Kingsman: The Secret Service

Based on a comic book, Kingsman: The Secret Service follows Taron Egerton’s Gary Unwin as he’s recruited by Colin Firth’s Harry Hart into a secret spy organization – with the narrative detailing the pair’s eventual efforts at preventing a megalomaniacal madman (Samuel L. Jackson’s Valentine) from executing his predictably diabolical plan. Filmmaker Matthew Vaughn, along with co-screenwriter Jane Goldman, is clearly looking to satirize the various tropes and cliches associated with the James Bond films (and movies of that ilk), and yet Kingsman: The Secret Service has been infused with a decidedly (and palpably) contemporary feel that grows more and more problematic as time progresses. (There is, for example, no overlooking the heavy use of computer-generated effects in the movie’s many, many action sequences, with the majority of such moments drained of their energy by Vaughn’s hyper-kinetic sensibilities.) The ongoing emphasis on Egerton’s rather obnoxious character certainly doesn’t help alleviate Kingsman: The Secret Service‘s mediocre atmosphere, nor does the heavy emphasis on training and planning sequences within the film’s middling midsection.

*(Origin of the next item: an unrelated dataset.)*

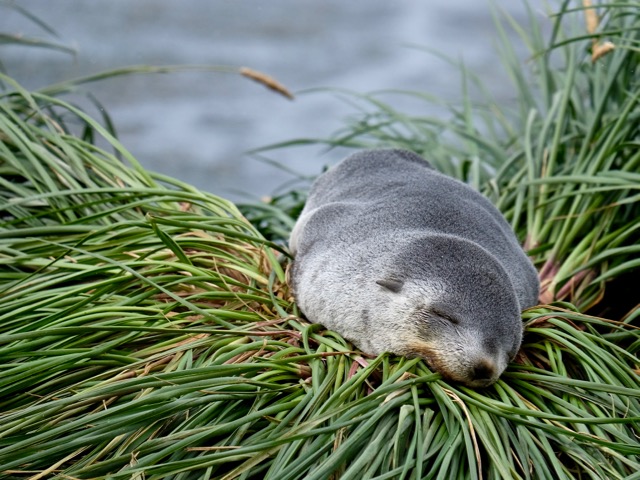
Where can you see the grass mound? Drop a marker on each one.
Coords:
(146, 329)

There are, however, a handful of admittedly engaging stretches contained within the movie’s overlong running time, with, for example, a tense meeting between Firth and Jackson’s respective characters standing as a refreshingly low-key highlight. But by the time the aggressively over-the-top (and somewhat endless) climax rolls around, Kingsman: The Secret Service has confirmed its place as a barely-passable big-budget extravaganza that benefits from the efforts of its stellar supporting cast and the inclusion of an impressively unexpected mid-movie twist.